ヒュン! ヒュン! ブシュッ! 「うぐぁ」


 盗賊二人の連携攻撃、またもや浅く装甲の薄い太腿を斬られてしまうジル。


「ヒャハハハハ!お前も死ねぇ!」 ズバン! 「ぐおっ!?」


 それと同時にジルと分断され、盗賊達に囲まれたオルソンも浅い切り傷を全身に負います。


「くうぅ、オルソン、下がれ!」

「だが、下がれば村のみんなが!」


 ジルとオルソンは火傷と切り傷の痛みを押し殺してアリシア特製のそこそこのランクのポーションをグイッと飲みました。

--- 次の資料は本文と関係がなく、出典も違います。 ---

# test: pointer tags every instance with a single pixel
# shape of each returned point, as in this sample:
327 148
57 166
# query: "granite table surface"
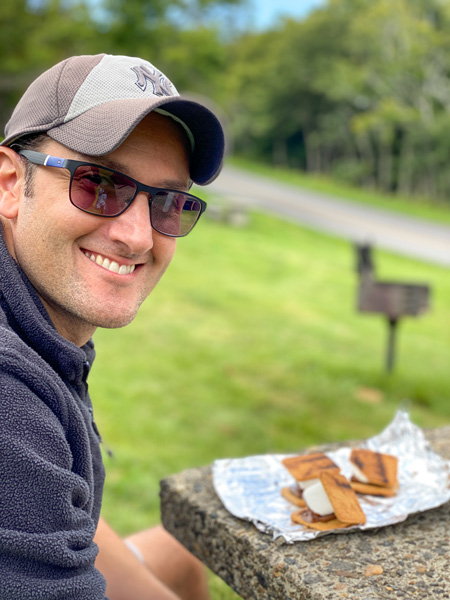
407 560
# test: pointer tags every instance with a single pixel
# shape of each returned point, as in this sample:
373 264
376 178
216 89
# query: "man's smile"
110 265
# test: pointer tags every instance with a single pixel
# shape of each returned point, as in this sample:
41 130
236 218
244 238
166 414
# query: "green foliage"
252 344
359 89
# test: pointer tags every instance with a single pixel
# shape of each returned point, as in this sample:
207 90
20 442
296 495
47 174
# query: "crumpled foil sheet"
250 487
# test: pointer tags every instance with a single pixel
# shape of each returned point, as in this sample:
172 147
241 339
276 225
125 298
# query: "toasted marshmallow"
317 499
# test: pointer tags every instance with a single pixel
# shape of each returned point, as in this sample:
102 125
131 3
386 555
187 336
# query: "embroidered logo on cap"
158 81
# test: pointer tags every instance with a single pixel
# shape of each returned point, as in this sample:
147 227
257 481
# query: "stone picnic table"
407 560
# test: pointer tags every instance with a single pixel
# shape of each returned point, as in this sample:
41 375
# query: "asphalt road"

「黙って下がれオルソン!兄貴分の言う事は黙って聞くんだ!」


 傭兵で軽鎧を装備するジルの傷は浅く少ないのですが、本来は斧使いの天職を持ち、木を切り倒すだけで戦いの素人であるオルソンの方が傷は多く、そして深いものです。


「ぐぅ、ジルの兄貴、怪我は大丈夫なのか?」


「アリシアのポーションが有るから問題ない。ここは俺が足止めする!お前等は村長の家に行って南の門からエレノの町に逃げろ!早く行け!」(ほら、早く行けよ!)


 精一杯の虚勢を張って盗賊から負った傷など何でも無いかの如く振る舞うジルでしたが、その全身の傷はけして軽いものでもなかったのです。


「ジルの兄貴!あんたはどうなる!」

「ジルさん!一緒に逃げましょう!」

「兄貴……」


 口々にジルの心配をするアリシア、オルソン、パスカルでしたがジルの態度は変わらず、3人に笑顔で応えます。


「心配するな!俺もベテランの傭兵隊長だ!時間を稼いでからトンズラするさ」 


 それは覚悟を決めた漢の顔でした。


「何、俺の装備なら少しは時間が稼げるさ。ほら、みんな先に行けよ」(ほら、とっとと先に行け!)


 覚悟を決めたジルは悲しそうに兄貴分の自分の背中を見るオルソン達に目配せをしました。


 ジルは死んでも盗賊を通すつもりがない、つまり、覚悟を決めて最後まで敵を討って門を守る。


 そういう決意なのです。


「分かった兄貴! パスカル、アリシアも下がるぞ!」(すまないジルの兄貴)

「オルソンさん! ジルおじさんはどうなるの?」

(もしかしたら、違うよね?)

「アリシア…今は下がるんだ。俺達は村の人間をエレノの町に逃がさないといけないんだよ」

(すまないジル兄…)


 オルソン達の非情とも思える決断と人間を殺す事には躊躇いが有り、全力を出す事が出来ないアリシアはジルを置いて逃げるしかありませんでした。


「パスカルさん!」

「アリシア、今はジルの兄貴の行為を無駄にするな! 分かるな?」


「ジルさん」


「お前達! 何をしている! 早く行かんか!」 (俺が時間を稼ぐ!早く行け!)

「分かりました。エレノで待ってますから!」

「ああ、エレノで会おう!行け!!」


 ジルはアリシアの特製ポーションをさらに一本グイっと飲み、焼け落ちる北門の前で仁王立ちします。


 アリシアの特製ポーションの効果で細かな切り傷が徐々に塞がり治っていきますが、大きな傷から失った血と体力は戻る事はありません。


 アリシア達が立ち去るのを見てベテラン傭兵のジルは剣と盾を構えて盗賊を見据えました。


ガチャン……「俺はグラント傭兵ギルド直属ファルコン部隊所属、第3隊長ジル!死にたい奴から掛かって来い!」


 アリシア、オルソン、パスカルが走り去って行くのを見ながら焼け落ちつつある名もない村の北門の前ではベテラン傭兵のジルが左の盾を前に構え、剣を少し後ろに下げるような姿勢で盗賊達を睨み付けていました。